# Gravely 5665 fuel tank replacement



## Mgamache88 (Feb 3, 2020)

Trying to find a suitable replacement for the missing fuel tank on my 5665. It does not need to be period correct. Just something to fuel the machine. Thanks


----------



## Bob Driver (Nov 1, 2017)

OEM fuel tank is still available, but you're not going to like the price... Gravely part# 010636 (Superseded to 08575100)

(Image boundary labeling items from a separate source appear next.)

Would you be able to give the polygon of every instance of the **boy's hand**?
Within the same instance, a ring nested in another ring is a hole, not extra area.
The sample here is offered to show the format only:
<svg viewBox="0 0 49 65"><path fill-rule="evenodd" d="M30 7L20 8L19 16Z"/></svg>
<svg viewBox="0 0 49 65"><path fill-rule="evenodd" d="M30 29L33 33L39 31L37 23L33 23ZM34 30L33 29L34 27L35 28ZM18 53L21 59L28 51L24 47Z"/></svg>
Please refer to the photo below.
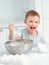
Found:
<svg viewBox="0 0 49 65"><path fill-rule="evenodd" d="M14 30L14 24L9 24L8 29L12 32Z"/></svg>

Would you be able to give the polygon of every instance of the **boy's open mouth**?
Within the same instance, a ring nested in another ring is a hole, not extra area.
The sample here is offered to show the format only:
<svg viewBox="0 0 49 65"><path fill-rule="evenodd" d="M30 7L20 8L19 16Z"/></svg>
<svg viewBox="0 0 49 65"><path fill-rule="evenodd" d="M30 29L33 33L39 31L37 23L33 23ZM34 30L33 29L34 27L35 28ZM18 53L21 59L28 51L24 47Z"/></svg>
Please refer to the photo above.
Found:
<svg viewBox="0 0 49 65"><path fill-rule="evenodd" d="M36 29L36 27L30 27L31 29Z"/></svg>

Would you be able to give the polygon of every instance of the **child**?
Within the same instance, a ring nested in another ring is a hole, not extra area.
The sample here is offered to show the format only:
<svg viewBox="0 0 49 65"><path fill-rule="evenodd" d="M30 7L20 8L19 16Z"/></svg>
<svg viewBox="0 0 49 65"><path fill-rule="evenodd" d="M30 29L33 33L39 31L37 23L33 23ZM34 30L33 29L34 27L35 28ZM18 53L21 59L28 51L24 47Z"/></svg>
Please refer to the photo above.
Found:
<svg viewBox="0 0 49 65"><path fill-rule="evenodd" d="M37 47L39 42L44 42L42 35L37 31L40 24L40 15L34 10L30 10L26 13L24 23L26 28L21 30L21 35L15 34L14 39L30 39L33 40L33 47ZM12 40L14 25L9 25L9 40Z"/></svg>

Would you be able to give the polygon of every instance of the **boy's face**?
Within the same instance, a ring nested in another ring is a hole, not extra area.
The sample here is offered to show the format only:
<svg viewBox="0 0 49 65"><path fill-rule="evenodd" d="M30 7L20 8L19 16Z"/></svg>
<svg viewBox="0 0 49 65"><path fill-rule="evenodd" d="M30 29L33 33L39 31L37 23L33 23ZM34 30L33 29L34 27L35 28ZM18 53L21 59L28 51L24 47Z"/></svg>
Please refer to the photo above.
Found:
<svg viewBox="0 0 49 65"><path fill-rule="evenodd" d="M28 16L24 22L27 25L28 30L32 32L37 30L40 20L38 16Z"/></svg>

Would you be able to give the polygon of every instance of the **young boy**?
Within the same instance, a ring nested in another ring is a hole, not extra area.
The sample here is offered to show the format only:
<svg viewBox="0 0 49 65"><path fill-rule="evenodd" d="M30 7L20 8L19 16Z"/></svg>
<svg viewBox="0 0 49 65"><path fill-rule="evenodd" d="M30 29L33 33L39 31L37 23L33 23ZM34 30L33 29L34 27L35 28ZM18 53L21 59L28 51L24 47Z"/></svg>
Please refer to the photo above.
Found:
<svg viewBox="0 0 49 65"><path fill-rule="evenodd" d="M30 10L26 13L24 23L26 28L21 30L21 34L14 35L14 39L30 39L33 40L33 47L37 47L39 42L44 42L42 35L40 35L37 31L37 28L40 24L40 15L38 12L34 10ZM9 40L12 40L14 25L10 24L9 28Z"/></svg>

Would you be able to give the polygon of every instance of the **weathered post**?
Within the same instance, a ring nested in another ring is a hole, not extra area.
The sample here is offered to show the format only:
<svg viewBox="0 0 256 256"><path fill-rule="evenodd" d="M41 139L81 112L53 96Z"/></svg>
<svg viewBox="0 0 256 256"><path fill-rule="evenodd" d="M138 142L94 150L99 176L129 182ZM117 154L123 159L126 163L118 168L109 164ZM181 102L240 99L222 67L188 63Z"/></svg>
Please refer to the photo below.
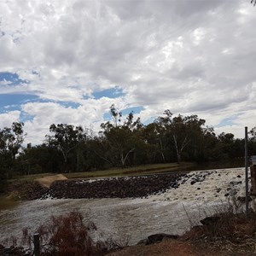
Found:
<svg viewBox="0 0 256 256"><path fill-rule="evenodd" d="M256 195L256 155L252 156L251 171L251 195Z"/></svg>
<svg viewBox="0 0 256 256"><path fill-rule="evenodd" d="M247 127L245 127L245 139L244 139L244 152L245 152L245 183L246 183L246 215L248 214L248 132Z"/></svg>
<svg viewBox="0 0 256 256"><path fill-rule="evenodd" d="M34 255L40 256L40 240L39 234L34 234Z"/></svg>

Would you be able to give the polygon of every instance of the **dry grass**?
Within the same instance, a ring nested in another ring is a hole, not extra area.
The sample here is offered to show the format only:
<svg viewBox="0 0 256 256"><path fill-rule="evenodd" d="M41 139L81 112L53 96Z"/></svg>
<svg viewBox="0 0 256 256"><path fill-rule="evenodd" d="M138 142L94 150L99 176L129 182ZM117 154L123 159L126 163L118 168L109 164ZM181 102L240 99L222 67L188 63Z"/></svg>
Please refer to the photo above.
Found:
<svg viewBox="0 0 256 256"><path fill-rule="evenodd" d="M49 189L51 183L56 180L66 180L67 179L63 174L57 174L57 175L50 175L50 176L44 176L43 177L39 177L35 179L41 186L44 188Z"/></svg>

Starts at around $225 and runs as high as $275

Here's a link to a PDF copy of your parts manual, if you don't have it.
https://www.gravelymanuals.com/pdf/5000_Series_IPL_19800600.pdf


----------



## Ewcucchi (Aug 7, 2019)

Bob Driver said:


> OEM fuel tank is still available, but you're not going to like the price... Gravely part# 010636 (Superseded to 08575100)
> 
> Starts at around $225 and runs as high as $275
> 
> ...


There isn’t much to it. May find something cheaper to strap into the mount


Sent from my iPhone using Tractor Forum


----------



## Sam Weiss (Oct 7, 2020)

Hi ya I recently acquired a gravely 5665 professional series walk behind tractor. It seems to be in really good shape although I only got the tractor itself with no attachments other than a seat that has the steering wheel and the rear tires turn. As soon as I got it home I cleaned it up with pressure washer check the fluids and put a hot battery on it. Did not turn over with the key so I do believe when we replace the solenoid and check all the wiring to make sure it's legit .. I did however go ahead and put the jumper box on it and jump the starter to make sure the motor is turned over and freed up this is after I pulled the plug and put some oil in the top the cylinder just to make sure everything was nice and moved up so nothing was turning over dry turns over great it's got weak fire but I'd say the points need to be adjusted. As to why I got it I really don't know my wife thinks I'm crazy want to kind of get an idea of the value and maybe even a place to take it to it's not something I really need nor do I have the room for more of an impulse trade than anything although it is very cool I do plan on getting it to run just because I want I kind of want to see it in action but without no attachments it's kind of difficult keeping it upright and what not


----------